The question was asked yesterday as to what happens if a congregation want a minister who happens to be gay but a presbytery doesn’t want a person who happens to be gay. The answer came from the top table that the presbytery could not overule a kirk session. I find it almost impossible to understand how this will work in practise. A friend gave me the example that currently a presbytery cannot refuse to ordain a woman – being female is not grounds for refusing to ordain or induct according to the highest court of that church so therefore such an ordination cannot be presented. I simply don’t see how a General Assembly can affirm a “traditionalist” anti-gay position and then insist that a presbytery has to ordain someone because a local kirk session demands it.
It is certainly the case that yesterday the Church of Scotland accepted that some people are gay. However, it didn’t really deal with it. It accepted that some people affirm gay people but still affirmed a position which condemns that affirmation.
The Moderator of the General Assembly, Lorna Hood is being quoted as saying “This is a massive vote for the peace and unity of the Church.”
It seems to this outsider looking in on the General Assembly that its own moderator hasn’t understood what it was she was presiding over yesterday. This is a decision that will be challenged next year, challenged at every presbytery through the subsequent year and challenged and fought over at the following Assembly. Then, even if it succeeds, it will be challenged inevitably through cases brought to further Assemblies. This isn’t peace, it is a vote to enshrine the war in the life of the church for the forseeable future.

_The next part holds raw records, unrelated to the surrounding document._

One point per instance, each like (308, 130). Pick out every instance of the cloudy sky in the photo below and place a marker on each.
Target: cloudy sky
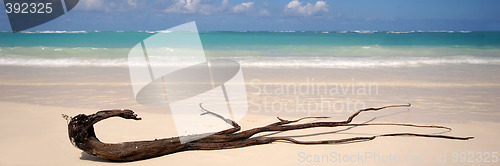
(271, 15)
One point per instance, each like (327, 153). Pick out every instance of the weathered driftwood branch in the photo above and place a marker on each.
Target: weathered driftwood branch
(82, 135)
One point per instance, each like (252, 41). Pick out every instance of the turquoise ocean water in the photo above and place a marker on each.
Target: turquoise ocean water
(339, 49)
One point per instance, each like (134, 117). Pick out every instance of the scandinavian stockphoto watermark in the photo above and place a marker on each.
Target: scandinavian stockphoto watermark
(309, 96)
(170, 69)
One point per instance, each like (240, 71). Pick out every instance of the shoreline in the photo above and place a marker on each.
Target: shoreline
(48, 138)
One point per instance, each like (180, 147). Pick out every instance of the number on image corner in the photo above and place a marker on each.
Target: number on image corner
(25, 8)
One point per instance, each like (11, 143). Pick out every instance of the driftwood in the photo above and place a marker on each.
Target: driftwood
(82, 135)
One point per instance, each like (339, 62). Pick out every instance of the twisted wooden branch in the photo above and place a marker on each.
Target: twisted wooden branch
(82, 135)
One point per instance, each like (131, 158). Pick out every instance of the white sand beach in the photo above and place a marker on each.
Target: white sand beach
(34, 133)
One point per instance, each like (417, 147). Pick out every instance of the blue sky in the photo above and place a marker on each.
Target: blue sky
(271, 15)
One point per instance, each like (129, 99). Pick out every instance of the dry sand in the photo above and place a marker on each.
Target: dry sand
(37, 135)
(463, 97)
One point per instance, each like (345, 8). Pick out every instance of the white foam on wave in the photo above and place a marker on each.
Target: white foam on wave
(53, 32)
(263, 62)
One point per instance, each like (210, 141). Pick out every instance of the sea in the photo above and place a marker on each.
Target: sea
(294, 49)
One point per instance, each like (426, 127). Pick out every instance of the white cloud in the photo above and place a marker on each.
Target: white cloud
(264, 12)
(109, 5)
(243, 7)
(195, 6)
(295, 8)
(207, 7)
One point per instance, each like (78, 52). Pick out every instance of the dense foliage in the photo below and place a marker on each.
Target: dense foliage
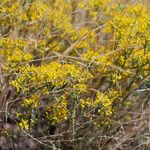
(68, 68)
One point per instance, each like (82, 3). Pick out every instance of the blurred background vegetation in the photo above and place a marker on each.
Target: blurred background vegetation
(74, 74)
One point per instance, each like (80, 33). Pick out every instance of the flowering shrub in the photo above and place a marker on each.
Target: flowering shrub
(69, 64)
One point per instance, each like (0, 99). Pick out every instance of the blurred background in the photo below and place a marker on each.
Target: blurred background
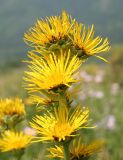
(102, 84)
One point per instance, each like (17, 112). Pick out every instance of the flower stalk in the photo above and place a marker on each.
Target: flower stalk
(66, 151)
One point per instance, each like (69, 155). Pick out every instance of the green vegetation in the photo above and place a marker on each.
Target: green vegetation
(101, 88)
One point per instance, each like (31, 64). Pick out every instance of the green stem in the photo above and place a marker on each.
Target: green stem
(66, 151)
(18, 154)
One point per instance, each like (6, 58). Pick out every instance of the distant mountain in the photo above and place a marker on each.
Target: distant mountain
(17, 15)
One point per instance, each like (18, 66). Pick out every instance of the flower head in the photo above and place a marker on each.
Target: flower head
(77, 150)
(52, 73)
(84, 40)
(11, 106)
(60, 124)
(48, 31)
(14, 140)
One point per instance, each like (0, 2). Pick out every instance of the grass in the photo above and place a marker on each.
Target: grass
(101, 98)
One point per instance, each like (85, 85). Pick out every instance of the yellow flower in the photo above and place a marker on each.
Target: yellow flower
(35, 99)
(49, 30)
(55, 72)
(11, 106)
(83, 38)
(60, 124)
(56, 152)
(77, 150)
(14, 140)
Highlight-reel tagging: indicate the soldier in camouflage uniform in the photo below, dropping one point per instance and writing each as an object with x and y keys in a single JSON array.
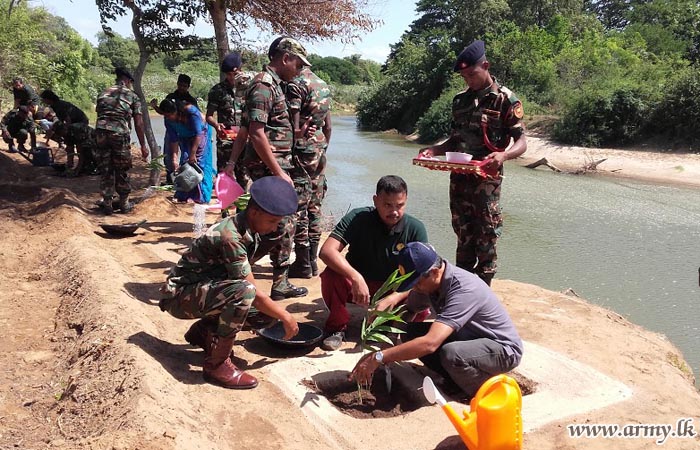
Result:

Fr. Kelvin Holdsworth, Provost of St. Mary‘s Episcopal (Anglican) Cathedral, Glasgow, gives here his up-dated version of the debacle that has ensued after recent debates on Sexuality in the Presbyterian Church of Scotland (S.P.C.). The outcome is puzzling, to say the least. While delivering the statement that the theology of the Scottish Presbyterian Church remains – that Marriage is only for one man to one woman – there may be an opportunity for liberal congregations to elect a gay minister in a same-sex relationship.

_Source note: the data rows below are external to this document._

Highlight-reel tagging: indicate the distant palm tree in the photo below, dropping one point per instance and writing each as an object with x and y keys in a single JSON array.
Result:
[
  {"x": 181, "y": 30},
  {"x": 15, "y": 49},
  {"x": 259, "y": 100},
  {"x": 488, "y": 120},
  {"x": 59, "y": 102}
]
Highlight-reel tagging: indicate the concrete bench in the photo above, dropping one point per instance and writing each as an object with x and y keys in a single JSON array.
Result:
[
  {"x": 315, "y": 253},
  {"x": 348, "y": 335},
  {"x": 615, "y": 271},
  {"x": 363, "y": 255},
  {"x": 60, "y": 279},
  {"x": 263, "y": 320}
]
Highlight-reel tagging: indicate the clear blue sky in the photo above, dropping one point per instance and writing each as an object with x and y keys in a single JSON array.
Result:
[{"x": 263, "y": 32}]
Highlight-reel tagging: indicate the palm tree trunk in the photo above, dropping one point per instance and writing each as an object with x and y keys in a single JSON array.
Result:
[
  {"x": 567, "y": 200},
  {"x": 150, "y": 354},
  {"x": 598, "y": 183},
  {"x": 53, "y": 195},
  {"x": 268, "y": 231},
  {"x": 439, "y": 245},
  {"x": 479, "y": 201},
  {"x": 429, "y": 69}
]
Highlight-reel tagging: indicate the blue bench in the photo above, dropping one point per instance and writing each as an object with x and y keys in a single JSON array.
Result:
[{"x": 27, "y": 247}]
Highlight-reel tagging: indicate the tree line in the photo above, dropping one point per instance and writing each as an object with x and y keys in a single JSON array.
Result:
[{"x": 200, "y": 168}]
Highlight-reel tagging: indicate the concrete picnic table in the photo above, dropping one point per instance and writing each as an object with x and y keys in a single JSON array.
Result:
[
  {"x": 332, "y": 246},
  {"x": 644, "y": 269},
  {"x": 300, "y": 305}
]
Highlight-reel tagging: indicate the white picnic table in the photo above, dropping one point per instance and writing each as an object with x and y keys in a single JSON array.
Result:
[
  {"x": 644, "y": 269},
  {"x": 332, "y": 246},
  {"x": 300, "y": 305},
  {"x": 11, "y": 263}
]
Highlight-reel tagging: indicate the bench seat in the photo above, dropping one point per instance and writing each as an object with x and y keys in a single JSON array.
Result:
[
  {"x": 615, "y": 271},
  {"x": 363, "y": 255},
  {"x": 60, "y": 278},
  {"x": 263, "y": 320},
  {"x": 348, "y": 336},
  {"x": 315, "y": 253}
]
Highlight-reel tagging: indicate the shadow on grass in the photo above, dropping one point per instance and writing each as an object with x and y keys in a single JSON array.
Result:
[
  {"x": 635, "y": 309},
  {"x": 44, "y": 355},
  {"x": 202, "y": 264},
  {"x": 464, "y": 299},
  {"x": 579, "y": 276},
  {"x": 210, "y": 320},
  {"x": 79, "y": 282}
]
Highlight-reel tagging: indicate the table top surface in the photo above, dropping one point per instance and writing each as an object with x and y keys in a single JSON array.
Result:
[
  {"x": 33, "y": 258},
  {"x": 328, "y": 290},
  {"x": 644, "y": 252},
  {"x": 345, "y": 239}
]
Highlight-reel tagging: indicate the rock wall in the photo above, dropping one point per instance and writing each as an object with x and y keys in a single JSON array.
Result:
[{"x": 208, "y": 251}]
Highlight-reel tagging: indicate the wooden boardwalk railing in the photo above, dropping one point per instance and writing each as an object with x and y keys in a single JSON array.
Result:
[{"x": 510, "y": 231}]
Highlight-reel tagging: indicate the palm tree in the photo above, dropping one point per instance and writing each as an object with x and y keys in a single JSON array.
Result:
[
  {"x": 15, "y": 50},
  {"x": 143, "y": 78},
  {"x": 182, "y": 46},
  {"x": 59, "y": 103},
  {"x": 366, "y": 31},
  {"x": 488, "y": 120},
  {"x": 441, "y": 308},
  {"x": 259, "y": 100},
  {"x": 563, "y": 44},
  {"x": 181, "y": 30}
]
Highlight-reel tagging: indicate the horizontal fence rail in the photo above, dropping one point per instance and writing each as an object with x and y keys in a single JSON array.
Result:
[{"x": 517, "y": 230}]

This is the same sort of ‘double-think’ employed by the Church of England, when it treated the ordination of women perhaps the opposite way around – theologically accommodating the ordination of women as clergy, but allowing congregations to opt out and providing them with P.E.V.s -Provisional Episcopal Oversight by Bishops who did/do not ‘believe in Women’s Ordination.

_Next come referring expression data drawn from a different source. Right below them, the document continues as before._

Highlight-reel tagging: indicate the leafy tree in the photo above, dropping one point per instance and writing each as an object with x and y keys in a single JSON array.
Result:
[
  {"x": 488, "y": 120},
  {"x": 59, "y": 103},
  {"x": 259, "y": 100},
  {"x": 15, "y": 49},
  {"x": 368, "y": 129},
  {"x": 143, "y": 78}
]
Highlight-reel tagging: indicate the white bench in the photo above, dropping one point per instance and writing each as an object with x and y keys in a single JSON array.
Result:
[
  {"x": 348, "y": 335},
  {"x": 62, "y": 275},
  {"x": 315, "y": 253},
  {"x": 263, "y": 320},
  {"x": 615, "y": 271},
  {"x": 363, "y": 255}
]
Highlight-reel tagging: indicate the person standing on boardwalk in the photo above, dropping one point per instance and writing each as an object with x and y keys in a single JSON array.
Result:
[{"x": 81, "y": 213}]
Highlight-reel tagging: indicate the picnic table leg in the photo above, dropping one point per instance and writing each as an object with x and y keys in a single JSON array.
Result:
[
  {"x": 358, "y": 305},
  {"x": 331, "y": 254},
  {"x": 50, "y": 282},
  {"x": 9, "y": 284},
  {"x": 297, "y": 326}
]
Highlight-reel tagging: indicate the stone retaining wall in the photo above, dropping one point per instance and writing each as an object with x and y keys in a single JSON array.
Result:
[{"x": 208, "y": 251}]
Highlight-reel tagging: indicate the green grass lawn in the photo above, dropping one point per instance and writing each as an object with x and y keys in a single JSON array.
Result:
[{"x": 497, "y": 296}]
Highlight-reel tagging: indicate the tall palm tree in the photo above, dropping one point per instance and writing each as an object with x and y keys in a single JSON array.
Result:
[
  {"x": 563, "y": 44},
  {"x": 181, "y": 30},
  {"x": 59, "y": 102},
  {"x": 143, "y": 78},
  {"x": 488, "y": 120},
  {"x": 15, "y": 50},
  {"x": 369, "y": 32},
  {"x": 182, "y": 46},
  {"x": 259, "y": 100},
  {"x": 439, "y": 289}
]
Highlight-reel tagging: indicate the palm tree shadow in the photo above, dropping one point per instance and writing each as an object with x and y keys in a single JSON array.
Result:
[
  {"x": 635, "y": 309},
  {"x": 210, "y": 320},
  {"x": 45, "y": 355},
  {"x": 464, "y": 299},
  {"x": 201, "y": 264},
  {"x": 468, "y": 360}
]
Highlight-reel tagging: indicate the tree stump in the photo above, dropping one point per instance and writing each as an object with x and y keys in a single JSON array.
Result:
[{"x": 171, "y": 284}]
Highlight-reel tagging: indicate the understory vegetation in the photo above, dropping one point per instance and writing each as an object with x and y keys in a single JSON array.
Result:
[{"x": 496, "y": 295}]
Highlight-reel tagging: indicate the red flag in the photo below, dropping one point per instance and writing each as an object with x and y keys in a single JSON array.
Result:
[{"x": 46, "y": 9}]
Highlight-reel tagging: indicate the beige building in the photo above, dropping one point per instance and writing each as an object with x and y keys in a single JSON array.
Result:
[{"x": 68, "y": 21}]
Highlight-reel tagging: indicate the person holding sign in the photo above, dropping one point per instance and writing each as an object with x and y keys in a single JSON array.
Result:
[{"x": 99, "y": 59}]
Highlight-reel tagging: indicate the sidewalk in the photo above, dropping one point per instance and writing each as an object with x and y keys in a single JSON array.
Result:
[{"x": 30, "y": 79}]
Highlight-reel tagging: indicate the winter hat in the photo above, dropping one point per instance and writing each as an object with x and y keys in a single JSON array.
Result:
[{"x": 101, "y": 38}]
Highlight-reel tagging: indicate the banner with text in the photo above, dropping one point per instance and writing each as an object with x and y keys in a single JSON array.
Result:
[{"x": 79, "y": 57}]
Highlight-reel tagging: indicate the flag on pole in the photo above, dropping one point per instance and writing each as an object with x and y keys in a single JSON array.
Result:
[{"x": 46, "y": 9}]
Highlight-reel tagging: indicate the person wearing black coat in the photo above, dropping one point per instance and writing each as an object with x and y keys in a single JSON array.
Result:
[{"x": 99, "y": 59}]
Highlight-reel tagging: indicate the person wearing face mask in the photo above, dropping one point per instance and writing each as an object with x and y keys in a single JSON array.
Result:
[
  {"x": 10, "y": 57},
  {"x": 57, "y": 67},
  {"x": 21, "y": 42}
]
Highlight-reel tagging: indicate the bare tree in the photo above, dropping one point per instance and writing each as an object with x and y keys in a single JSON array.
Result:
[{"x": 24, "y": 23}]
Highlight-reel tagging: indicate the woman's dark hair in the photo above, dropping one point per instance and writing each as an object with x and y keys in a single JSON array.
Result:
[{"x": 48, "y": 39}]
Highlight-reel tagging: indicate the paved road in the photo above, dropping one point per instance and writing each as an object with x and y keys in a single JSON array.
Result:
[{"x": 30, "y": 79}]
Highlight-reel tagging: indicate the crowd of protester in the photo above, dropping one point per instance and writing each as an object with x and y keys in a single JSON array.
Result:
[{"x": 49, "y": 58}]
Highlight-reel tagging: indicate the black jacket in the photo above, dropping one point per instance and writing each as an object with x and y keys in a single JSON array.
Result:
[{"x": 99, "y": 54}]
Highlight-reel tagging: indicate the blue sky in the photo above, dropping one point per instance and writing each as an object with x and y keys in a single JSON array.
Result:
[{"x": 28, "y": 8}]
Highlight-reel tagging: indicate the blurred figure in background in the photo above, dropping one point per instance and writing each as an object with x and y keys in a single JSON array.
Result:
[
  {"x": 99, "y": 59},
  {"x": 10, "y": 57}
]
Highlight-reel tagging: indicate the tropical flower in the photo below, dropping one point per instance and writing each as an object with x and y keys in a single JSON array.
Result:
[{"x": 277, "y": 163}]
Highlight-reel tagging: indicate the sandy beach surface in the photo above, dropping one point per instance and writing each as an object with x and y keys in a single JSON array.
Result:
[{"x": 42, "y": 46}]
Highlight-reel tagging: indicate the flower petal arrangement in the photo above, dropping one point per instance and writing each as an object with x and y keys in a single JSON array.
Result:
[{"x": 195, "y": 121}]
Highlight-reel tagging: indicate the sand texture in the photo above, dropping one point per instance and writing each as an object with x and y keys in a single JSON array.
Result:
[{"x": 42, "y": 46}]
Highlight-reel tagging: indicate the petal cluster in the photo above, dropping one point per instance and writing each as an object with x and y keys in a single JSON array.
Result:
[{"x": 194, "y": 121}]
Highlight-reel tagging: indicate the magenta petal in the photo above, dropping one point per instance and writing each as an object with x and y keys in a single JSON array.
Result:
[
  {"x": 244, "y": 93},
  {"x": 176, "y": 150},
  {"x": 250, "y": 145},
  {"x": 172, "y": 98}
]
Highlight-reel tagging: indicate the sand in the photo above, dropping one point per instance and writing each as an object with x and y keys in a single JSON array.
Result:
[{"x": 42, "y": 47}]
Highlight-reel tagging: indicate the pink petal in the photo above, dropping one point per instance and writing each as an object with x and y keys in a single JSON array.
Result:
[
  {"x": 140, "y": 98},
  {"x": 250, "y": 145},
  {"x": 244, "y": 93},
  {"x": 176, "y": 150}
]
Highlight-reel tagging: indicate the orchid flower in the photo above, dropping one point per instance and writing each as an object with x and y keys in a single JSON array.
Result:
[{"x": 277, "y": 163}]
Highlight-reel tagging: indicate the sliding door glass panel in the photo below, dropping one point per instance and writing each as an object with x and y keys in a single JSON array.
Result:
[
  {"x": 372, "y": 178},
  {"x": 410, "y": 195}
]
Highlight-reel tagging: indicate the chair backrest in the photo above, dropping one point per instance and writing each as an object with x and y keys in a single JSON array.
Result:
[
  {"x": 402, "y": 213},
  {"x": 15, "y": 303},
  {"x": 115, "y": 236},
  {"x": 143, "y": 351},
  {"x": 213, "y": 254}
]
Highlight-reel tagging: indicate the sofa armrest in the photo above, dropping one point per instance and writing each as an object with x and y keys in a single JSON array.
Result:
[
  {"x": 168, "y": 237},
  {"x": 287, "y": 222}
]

If anything, the C.of E.’s departure from what might be called ‘catholic order’ – allowing for structured departure from canonical, ecclesial, theology and order on the collegiality of its bishops, could be considered a more serious departure from tradition than the fact that the Church now allowed for the ordination of women. No longer were/are the Bishops in the Church of England united in theology and praxis on this important issue.
That be as it may, The Presbyterians in Scotland appear to be set in the same twin-track – maintaining a particular theology of Marriage, while yet allowing for a departure from that stance on the issue of Gay clergy. It is in such dichotomies that Christians are open to the accusation of ‘double-standards’, something that fits ill with cohesive polity in the Church. What is really needed is an up-to-date cohesive understanding on the moral authenticity of monogamous same-sex relationships – not least in the ministry of the Church.
Both the Church of Scotland and the Church of England seem to be be moving towards what once was called ‘Congregationalism’ – as opposed to being centrally governed. This seems particularly odd, when considering the initial push of the Church of England towards the imposition of the once touted ‘Covenant’ Relationship. Seemingly, what needs to be unified within the Church is its inclusive application of the Gospel to ALL.